Conflicting Normality Tests

Question

I have been trying to establish whether I could model my data, a set of 90 observations, using the normal distribution. I have tried the Shapiro-Wilk and the Anderson-Darling tests but each came back with a different result.

Anderson-Darling normality test

data: x A = 0.6994, p-value = 0.06555

Shapiro-Wilk normality test

data: x W = 0.9645, p-value = 0.0154

If we are to use the strong 1% significance level, the null of normality cannot be rejected in either case. Using the 5% size, however, we see that the SW test rejects the null while the AD one narrowly accepts it.

The results are conflicting and I do not know on which to place my trust. If I knew the power of each test, I could make up my mind so is there perhaps a way to obtain the power functions in R? The Normal distribution is easy to work with and it would make sense in my case seeing that my observations are test scores but I do not want to make farfetched assumptions.

I also have to say that personally, I am not convinced that the underlying distribution is normal. Please take a look at the histogram below, upon which I have fitted a normal distribution with the same mean and standard deviation.

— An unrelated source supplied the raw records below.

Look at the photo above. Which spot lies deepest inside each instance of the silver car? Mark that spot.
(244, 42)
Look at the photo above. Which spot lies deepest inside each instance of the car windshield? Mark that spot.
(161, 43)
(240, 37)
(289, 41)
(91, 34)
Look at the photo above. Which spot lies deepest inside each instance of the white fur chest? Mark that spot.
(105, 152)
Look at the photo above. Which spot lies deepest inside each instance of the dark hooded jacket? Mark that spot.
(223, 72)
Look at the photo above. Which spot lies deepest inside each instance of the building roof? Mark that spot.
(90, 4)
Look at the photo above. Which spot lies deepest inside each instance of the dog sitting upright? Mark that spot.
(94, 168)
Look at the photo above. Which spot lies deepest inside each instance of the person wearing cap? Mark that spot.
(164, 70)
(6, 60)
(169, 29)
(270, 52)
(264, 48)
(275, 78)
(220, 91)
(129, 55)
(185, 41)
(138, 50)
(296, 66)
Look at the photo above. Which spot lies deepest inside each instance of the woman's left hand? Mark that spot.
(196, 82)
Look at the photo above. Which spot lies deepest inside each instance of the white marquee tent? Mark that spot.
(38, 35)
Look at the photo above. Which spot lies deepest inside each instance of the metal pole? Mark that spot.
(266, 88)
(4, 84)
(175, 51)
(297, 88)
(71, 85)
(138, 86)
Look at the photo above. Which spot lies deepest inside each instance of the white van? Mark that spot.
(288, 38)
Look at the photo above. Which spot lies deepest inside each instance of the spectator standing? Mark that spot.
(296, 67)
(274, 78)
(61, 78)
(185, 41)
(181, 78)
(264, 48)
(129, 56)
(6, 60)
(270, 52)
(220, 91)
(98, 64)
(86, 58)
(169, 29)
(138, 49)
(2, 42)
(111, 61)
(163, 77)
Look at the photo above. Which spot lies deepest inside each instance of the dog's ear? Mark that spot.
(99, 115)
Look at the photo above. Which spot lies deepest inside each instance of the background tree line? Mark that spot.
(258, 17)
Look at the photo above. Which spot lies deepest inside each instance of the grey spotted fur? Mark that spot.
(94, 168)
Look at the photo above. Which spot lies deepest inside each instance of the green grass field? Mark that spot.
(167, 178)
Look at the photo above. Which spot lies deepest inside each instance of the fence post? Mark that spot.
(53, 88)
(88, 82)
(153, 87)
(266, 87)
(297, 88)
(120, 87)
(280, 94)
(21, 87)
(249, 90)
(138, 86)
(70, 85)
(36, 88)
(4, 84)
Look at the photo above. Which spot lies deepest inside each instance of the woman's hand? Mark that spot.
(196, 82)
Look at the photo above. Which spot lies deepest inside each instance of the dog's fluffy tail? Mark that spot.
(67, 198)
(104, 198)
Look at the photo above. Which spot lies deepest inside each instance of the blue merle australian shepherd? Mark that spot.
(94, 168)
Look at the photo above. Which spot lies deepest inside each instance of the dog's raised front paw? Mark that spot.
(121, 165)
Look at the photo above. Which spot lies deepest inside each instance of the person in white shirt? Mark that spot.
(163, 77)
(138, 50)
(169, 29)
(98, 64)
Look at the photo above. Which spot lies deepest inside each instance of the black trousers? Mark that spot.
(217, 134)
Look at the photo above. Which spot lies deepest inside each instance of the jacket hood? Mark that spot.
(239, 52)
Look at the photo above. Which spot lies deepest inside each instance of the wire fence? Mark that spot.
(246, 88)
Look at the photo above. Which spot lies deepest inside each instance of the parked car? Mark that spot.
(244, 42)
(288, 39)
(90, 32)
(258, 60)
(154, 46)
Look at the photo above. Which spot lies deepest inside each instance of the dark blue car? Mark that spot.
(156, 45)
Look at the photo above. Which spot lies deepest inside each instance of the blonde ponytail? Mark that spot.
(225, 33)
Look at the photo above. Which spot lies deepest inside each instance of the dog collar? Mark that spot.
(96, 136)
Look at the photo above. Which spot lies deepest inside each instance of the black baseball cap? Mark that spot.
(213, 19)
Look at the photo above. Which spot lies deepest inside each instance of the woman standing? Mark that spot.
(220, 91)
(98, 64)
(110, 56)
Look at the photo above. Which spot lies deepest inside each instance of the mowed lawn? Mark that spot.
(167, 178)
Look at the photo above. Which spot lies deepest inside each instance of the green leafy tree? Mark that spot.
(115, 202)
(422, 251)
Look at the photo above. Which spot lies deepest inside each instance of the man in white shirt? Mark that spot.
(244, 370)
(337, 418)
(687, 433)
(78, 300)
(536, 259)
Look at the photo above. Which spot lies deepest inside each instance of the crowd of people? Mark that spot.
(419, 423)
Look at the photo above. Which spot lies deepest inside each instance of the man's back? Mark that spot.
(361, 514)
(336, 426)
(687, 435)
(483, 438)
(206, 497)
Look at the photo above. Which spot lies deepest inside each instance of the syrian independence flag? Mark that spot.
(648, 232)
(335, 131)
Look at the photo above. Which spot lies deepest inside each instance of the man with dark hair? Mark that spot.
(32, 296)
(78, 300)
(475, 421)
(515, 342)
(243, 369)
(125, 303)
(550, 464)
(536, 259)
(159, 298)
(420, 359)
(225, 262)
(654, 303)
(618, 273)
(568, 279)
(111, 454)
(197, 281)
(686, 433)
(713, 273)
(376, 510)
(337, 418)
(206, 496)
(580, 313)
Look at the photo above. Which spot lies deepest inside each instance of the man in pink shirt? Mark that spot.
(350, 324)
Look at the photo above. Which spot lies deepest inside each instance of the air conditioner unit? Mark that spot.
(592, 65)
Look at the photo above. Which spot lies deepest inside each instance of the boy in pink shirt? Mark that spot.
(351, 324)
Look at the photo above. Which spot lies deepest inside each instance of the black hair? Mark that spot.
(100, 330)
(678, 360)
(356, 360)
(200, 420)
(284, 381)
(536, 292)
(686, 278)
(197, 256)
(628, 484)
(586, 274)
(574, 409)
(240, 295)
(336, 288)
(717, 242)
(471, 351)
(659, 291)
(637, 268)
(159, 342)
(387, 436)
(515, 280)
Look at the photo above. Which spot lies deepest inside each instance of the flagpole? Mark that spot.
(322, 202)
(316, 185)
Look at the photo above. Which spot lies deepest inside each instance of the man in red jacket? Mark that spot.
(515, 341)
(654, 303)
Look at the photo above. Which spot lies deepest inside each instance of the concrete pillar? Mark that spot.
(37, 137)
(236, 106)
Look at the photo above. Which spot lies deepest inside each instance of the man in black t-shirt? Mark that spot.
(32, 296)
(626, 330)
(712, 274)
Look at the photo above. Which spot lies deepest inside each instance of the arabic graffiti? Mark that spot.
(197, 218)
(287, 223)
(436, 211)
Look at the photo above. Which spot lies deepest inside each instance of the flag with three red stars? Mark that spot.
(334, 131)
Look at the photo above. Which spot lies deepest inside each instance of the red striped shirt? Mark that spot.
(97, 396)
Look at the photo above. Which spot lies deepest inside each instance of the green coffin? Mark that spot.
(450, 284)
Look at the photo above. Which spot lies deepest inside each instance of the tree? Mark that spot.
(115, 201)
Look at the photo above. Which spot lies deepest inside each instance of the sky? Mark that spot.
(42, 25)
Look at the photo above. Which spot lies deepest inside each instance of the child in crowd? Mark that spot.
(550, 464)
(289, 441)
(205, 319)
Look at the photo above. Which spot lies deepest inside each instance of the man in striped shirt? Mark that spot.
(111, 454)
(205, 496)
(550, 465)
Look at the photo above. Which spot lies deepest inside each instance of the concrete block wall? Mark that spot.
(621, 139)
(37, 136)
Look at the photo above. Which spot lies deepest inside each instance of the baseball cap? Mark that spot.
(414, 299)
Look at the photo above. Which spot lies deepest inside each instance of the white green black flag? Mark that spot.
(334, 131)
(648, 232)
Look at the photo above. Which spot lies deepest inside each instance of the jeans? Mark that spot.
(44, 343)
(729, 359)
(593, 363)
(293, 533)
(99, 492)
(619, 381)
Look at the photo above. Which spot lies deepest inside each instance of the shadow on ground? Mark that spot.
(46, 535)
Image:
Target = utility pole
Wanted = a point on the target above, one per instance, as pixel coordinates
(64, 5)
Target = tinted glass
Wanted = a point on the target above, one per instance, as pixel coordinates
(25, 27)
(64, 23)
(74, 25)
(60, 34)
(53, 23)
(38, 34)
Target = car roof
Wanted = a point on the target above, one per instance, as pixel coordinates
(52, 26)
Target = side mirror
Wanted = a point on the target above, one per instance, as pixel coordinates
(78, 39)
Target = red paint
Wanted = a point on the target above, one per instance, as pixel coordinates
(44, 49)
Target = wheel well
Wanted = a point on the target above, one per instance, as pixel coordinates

enter image description here

It does not seem to be a good match. Below is the normal qq plot:

enter image description here

There is a hint of linearity but there are also a lot of outliers. As far as I know, the Shapiro-Wilk test is based on order statistics and it does not support the normality hypothesis.

If we were to reject the normality of my data, then what would be an acceptable distribution here? Note that we are looking for a negatively skewed one.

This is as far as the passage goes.